If this is all too technical for you, take a look at a post from last year’s NaCreSoMo instead: “Interpreting Information“.

This lexer is written in Ruby, and is hopefully simple enough for you to follow along even without that much Ruby experience, or even much programming experience. I’ve put comments in the code (after the # marks) to help you out.

## Return true if l is a single letter (or underscore), false if not.
def letter?(l)
  case l
  when 'a'..'z', 'A'..'Z', '_'
    return true
  else
    return false
  end
end

## Splits the input into tokens and yields them to the given block.
def lex(input)
  # Delete extra spaces from the beginning and end.
  input.strip!
  until input.empty?
    tok = nil # See sanity check below.

    case input[0]
    when 'a'..'z', 'A'..'Z', '_'
      # Split on word boundaries.
      i = 0
      i += 1 while letter?(input[i])
      tok = input.slice!(0...i)

    when '"', "'"
      # Look for the same kind of quote later in the input.
      # A more complicated lexer would give you a way to put double quotes
      # inside other double quotes, usually by putting a backslash first: \".
      # This one doesn't bother.
      end_quote_idx = input.index(input[0], 1)
      raise "missing ending quote" if end_quote_idx.nil?
      tok = input.slice!(0..end_quote_idx)

    when '(', ')', ','
      # Just take the single character.
      tok = input.slice!(0)

    else
      raise "unexpected character: #{input[0]}"
    end

    raise "failed to account for a case" if tok.nil?
    yield tok

    # We ate a word.

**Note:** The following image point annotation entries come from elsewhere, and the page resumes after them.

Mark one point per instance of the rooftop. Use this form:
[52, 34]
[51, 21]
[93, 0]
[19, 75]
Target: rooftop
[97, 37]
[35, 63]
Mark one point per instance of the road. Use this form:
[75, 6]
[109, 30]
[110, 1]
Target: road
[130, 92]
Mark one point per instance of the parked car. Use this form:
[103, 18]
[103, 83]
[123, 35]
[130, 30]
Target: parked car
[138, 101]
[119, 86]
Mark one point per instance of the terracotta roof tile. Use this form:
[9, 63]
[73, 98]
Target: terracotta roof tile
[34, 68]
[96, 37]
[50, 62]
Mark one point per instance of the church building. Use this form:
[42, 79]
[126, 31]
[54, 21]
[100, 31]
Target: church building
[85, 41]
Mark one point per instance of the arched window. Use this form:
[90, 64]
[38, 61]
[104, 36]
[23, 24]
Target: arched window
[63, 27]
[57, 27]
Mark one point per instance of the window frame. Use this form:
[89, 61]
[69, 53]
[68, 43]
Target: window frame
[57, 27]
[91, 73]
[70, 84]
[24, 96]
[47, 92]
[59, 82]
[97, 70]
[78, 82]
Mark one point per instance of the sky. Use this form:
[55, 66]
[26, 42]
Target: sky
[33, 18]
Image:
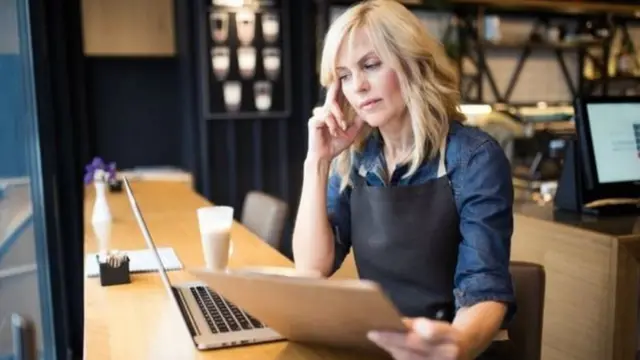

The next thing is probably one or more spaces. Delete them!
    input.lstrip!
  end
end

Essentially, the lexer looks at the first letter in the input and decides what to do based on that. If it’s a real letter1, it keeps reading until it’s seen the entire word, then saves that word as a token. If it’s a quote (double or single), it skips ahead until it sees the same kind of quote, and treats everything between the quotes as a single token, along with the quotes themselves. If it’s punctuation, the token is just the single character. And if it’s anything else (like, say, a number), it complains.

I wrote a lexer because lexers are a major part of compilers, the tools that take human-written source code and generate instructions for the computer to execute.2 The lexer is the very first step in compilation: taking a source code file and chopping it up into words so that the rest of the compiler can start trying to understand it. (You wouldn’t try to understand a sentence by reading it letter by letter, right?)

And compilers are what I work on for my day job, specifically the Clang compiler for the C, C++, and Objective-C languages. My job, for the most part, is about teaching the compiler to look for suspicious things in the source code and tell the programmer that they probably screwed up—essentially, getting the compiler to understand what the code means, rather than just what it does. I love it.

Getting back to this Creation, though…I didn’t just do this for itself. We’re going to do a bit more with this project later in the month. (Probably not tomorrow, though.)


If you want to play with this, it’s available as a Gist on Github in self-contained form. You’ll need to know how to run Ruby programs to use it, but once you have that you should be able to say ruby lexer.rb and then type in words, punctuation, and “strings” between single or double quotes. The program will then print out the tokens it finds, one per line.

If you’re interested in learning Ruby, there’s an easy, interactive tutorial at tryruby.org.

  1. Underscores are traditionally letters for programmers, in case you want to put_several_words_together_without_spaces. You can also jamWordsTogetherWithCapitalLetters. The latter is often called “camel case” and the former “snake case”. ↩︎

  2. Although…I was talking to a friend and realized that my real definition of “compiler” is a lot more general. To me, a compiler is a translator: it takes input, usually but not always human-readable, and converts it to another form, which is usually but not always lower-level. As an example of a compiler that goes the “other” way, there is a tool called Emscripten which allows you to compile a “low-level” programming language like C (i.e. a language that your operating system is written in) and end up with JavaScript (the language that runs in web browsers). ↩︎